本音を言えば、助けてほしいと泣き付きたかった。
けれど―――……。
「…皆、他人を養えるほど余裕はありませんでした。配給も全然足りなくて…、作物を育てても、皆に行き渡るほどは採れないし、兵隊に盗み食いされることもあって…。ひもじさに官舎のゴミを漁った子もいたし、お菓子欲しさに体を売ってしまった女の子もいました…。
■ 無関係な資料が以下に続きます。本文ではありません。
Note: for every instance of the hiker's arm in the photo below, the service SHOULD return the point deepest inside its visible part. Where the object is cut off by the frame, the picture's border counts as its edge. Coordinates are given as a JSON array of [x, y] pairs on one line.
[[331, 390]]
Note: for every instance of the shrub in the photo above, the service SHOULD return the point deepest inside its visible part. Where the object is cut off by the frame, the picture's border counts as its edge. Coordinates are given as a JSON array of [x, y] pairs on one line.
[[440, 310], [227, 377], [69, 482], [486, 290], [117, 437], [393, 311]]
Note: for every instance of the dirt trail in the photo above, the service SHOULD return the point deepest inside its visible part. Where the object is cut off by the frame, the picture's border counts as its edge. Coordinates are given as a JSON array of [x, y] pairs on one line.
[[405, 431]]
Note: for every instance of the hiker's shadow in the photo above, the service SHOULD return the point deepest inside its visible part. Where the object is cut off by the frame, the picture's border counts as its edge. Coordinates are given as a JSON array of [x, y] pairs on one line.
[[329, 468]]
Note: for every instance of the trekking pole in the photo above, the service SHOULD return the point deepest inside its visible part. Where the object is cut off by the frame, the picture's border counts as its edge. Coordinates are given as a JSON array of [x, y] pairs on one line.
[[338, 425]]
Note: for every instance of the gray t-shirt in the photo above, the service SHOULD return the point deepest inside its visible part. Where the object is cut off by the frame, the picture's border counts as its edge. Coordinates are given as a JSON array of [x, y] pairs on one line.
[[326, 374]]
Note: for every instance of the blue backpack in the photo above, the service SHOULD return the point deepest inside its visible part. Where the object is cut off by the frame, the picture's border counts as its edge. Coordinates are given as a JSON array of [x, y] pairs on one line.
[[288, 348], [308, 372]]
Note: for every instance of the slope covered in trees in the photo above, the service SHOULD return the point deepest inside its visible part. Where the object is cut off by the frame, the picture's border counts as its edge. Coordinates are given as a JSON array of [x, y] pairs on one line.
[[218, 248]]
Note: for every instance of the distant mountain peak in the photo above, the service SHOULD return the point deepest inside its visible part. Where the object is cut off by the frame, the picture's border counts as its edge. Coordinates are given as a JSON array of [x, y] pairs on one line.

大人達の中には寝たきりになった老人や赤ちゃんを口減らしに…っ……」
彼女の悲痛な告白に、大人達は衝撃のあまり言葉を失った。
島での暮らしはあまりに過酷で、そんな生活を強いられる内にそれが異常なことだという感覚も失っていたことに、カルディナは話しながら気が付いた。
次第に、己が置かれていた環境の理不尽さに激しい怒りが湧いた。
「皆、必死だったのにっ…、あいつ等それをほくそ笑んで…っ…!手癖の悪い連中に襲われないように、女は皆…身なりを悪くして…、男の人は…どんなに殴られようと…っ…、貶されようと…只管に我慢して…!」
溢れ出した怒りに、言葉が止まらなかった。
気付けば涙が溢れ出して、ボロボロと瞼から零れ落ちた。
「皆、大変なのにっ…、助けてなんてっ…言えなかった…っ……!」
肩を震わせるカルディナに、アウラ医師は口元を押さえて息を呑み、見守っていた大人たちは騒然としながら事実確認に走った。
「すまない…。辛いことを言わせた」
静けさの中、穏やかな声が傍らで囁かれ、大きな掌が震える肩を抱いた。
微かな煙草の匂いに包まれながら、カルディナは額を寄せた胸の中、嗚咽を漏らした。